Joe Jackson’s music feels like home to me, so I felt lucky to attend his Town Hall Four Decades tour in support of his new album, “Fool.” He’s someone I know primarily through his recordings (I’d seen him live only once before, at Radio City Music Hall in support of the 3-sided “Big World” from 1986). Listening to him you hear an artist for the ages: his music is a survey of rock, pop and jazz, his career a Rorschach of 20thcentury modalities: punk, New Wave, troubadour, cabaret and Vegas. At Town Hall that meant audiences for each of those eras were present, which made for a checkered experience. Call me old-fashioned, but when I pay for a ticket, I’m there to see-and hear…the artist. Those fans from his early, angry-young-man phase weren’t having that, with the result that I also had to listen to sing-alongs and catcalls. Being a theatergoer, I’ve gotten used to people staying in their seats, and being respectful listeners.

Mr. Jackson was nonplussed—like the veteran he is, on some of the popular songs he actually left room for the crowd to chime in the lyrics many knew by heart.  The rest of the time he plowed on as if he were making music only for himself. And sometimes the house quieted down so you could hear the artistry of vocal and songwriting craft on such gems as “Wasted Time,” “Breaking Us In Two” or “Tell Me One More Time.”  Even the cover of Steely Dan’s “King of the World” had a freshness due to Jackson’s undimmed vocal ferocity and attention to what makes a song theatrically viable.  

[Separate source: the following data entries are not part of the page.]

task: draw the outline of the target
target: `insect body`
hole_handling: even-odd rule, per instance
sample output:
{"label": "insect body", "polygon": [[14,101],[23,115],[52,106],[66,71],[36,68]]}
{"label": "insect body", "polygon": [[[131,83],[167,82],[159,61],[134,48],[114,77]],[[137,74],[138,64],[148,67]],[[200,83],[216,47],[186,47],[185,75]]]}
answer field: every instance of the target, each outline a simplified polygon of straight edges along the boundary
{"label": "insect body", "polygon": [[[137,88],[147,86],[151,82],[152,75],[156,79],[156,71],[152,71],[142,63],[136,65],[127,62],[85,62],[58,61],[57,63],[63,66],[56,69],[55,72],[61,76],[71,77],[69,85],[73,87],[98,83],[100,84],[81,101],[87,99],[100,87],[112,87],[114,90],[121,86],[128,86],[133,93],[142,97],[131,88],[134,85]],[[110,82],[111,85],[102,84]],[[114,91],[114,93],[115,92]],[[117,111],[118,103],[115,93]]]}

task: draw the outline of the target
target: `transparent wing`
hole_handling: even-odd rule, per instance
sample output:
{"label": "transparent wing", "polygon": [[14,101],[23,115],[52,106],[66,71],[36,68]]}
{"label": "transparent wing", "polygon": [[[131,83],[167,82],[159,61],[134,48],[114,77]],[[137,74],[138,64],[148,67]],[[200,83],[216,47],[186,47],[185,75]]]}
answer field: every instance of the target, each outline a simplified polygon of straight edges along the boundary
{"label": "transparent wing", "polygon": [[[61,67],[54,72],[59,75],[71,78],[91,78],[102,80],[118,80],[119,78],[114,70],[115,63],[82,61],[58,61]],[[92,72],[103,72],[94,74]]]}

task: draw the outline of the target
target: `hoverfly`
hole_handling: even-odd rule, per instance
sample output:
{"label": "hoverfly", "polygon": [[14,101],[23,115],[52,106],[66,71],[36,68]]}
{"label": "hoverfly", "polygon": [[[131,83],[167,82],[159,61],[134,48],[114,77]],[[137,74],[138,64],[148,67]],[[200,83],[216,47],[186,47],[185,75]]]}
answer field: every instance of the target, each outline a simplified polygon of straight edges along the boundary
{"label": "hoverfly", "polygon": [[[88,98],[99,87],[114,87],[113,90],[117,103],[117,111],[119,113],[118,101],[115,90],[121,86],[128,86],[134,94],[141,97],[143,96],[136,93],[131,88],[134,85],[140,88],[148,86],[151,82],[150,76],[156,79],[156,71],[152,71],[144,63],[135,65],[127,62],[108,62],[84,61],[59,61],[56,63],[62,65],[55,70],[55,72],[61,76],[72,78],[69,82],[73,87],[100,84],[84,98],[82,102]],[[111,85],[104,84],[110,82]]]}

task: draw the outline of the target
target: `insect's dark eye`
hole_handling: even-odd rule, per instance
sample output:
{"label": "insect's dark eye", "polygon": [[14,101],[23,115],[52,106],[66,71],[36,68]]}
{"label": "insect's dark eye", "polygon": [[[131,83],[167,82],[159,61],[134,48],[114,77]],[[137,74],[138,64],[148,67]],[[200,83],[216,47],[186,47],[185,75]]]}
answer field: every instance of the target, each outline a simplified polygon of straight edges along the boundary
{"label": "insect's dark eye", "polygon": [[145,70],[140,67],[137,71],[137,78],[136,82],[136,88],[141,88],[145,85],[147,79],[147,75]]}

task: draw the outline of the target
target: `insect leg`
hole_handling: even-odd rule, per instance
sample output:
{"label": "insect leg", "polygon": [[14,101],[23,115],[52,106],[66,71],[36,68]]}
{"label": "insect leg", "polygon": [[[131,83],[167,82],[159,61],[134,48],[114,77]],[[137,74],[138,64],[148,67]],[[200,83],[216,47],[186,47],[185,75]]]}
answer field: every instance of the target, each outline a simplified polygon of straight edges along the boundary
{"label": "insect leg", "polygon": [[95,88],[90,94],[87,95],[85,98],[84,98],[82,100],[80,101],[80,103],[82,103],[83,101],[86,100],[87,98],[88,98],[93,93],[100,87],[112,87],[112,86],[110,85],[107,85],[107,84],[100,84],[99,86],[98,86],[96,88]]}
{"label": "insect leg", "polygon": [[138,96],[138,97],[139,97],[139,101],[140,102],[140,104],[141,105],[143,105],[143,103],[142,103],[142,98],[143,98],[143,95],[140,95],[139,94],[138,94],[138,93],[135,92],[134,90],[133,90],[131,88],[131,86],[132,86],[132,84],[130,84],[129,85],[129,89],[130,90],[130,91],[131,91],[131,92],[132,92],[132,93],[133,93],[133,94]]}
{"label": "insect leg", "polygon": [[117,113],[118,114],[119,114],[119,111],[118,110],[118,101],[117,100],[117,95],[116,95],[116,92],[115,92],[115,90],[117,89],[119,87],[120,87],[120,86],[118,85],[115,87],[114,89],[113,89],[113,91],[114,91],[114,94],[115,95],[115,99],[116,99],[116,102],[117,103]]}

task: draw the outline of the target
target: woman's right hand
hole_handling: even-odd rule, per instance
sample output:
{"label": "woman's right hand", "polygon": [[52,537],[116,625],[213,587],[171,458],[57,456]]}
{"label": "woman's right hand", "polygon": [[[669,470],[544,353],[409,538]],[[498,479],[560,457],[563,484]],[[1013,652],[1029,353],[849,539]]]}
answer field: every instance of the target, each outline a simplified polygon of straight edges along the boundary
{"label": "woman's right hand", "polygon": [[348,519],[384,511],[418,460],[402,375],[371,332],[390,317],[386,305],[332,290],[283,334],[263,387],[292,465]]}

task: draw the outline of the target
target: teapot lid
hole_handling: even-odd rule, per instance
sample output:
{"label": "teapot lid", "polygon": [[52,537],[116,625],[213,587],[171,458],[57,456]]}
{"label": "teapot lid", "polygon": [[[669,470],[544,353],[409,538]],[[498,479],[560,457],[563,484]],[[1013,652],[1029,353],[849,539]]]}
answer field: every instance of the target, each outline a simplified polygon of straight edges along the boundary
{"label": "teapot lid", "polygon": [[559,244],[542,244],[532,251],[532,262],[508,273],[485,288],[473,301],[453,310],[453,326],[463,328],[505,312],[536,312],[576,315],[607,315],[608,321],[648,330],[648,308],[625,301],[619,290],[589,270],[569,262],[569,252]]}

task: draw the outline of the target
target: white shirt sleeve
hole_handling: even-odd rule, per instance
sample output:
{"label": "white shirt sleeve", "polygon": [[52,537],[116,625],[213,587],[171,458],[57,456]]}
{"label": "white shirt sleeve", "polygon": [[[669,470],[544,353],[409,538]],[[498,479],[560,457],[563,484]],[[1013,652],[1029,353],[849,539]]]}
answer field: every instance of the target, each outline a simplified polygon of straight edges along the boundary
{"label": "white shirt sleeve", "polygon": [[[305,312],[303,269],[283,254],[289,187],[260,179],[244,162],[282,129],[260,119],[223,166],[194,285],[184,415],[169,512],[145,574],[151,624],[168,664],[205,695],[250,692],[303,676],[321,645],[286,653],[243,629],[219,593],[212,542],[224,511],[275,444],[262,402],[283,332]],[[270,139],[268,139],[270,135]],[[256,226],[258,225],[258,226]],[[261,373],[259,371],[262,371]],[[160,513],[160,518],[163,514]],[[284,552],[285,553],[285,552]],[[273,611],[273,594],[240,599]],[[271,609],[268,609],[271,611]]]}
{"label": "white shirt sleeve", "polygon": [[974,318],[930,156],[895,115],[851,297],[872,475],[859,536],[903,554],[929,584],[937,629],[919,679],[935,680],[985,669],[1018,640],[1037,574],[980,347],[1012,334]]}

Hearing old favorites live made me want to love the new songs more than I did. I felt myself getting restless, wondering if I was as bad as the philistines who felt entitled to stand up and dance when Jackson played one of his vintage hits. The new cuts received polite applause and I could hear why; songs like “Big Black Cloud” felt more like a sketch for a song; so did “Friend Better” despite a rhythmic heft reminiscent of 60s Go-Go, and his own clever “Down to London” from 1989’s Blaze of Glory.  The new album’s title track felt oddly fresh despite its raga beats, and I liked his appropriation of Shakespeare’s lyrics from Twelfth Night juxtaposed with a tale of an actual fool (Trump?) lacking in either wit or wisdom.  And he used the lovely film-scorish “Alchemy” to open and close the show; it was a beautiful perfume of a song that clearly inspired the physical set – dark chiffon draped the stage like cobwebs, creating a nightclub-at-the-end-of-the-world ambience. I appreciated it—but I wonder if those fans who lost their minds when Jackson played “Got the Time” noticed.